Who has most influenced your drawing style?

CCT: I was exposed to the Bible when I was just one year-old. When I was 3-and-half, I began thinking about what I wanted to do with my life. When I was four-and-a-half, I decided that I would become an illustrator. At 9, I set my mind on becoming a professional cartoonist. I published my first comic when I was 15. When I first started drawing comics, I was heavily influenced by my idol at the time, Tetsuya Chiba. But after a year, I found my own voice and developed my own style. At 36, when I was traveling through the Kuala Lumpur airport, I came across some comics by a cartoonist who goes by the name of Lat. There is a freedom to his drawings that helped me develop my carefree style. But the one thing that has been most influential in my drawing has been my own studies—of classical Chinese painting, Western art history, Bauhaus design, not to mention physics and mathematics. It was only after studying formulas in physics and math that my drawing took on a kind of lyrical openness. But I don’t have just one style. Right now, I can draw in any of 20 different styles.
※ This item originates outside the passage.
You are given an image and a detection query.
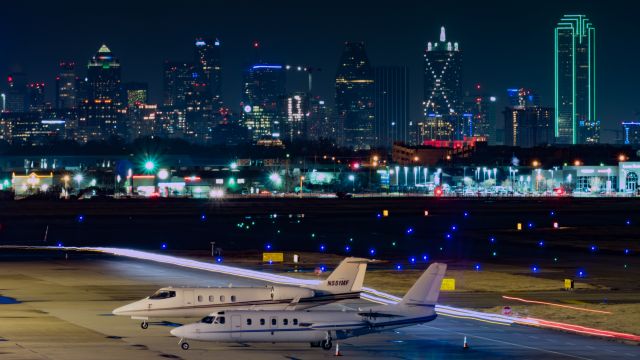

It’s not a problem if a beginning artist is influenced by an idol’s style, but the artist has to very quickly transition to a unique style. We’re each a unique being from the day we’re born. If we can’t be ourselves, who is going to come and be us? We are our own selves, not copycats of others.

C. C. Tsai is one of East Asia’s most popular illustrators. His bestselling editions of the Chinese classics have introduced generations of readers to the wisdom of such luminaries as Zhuangzi, Sunzi, and Laozi. Born in Taiwan, Tsai now lives in Hangzhou, China.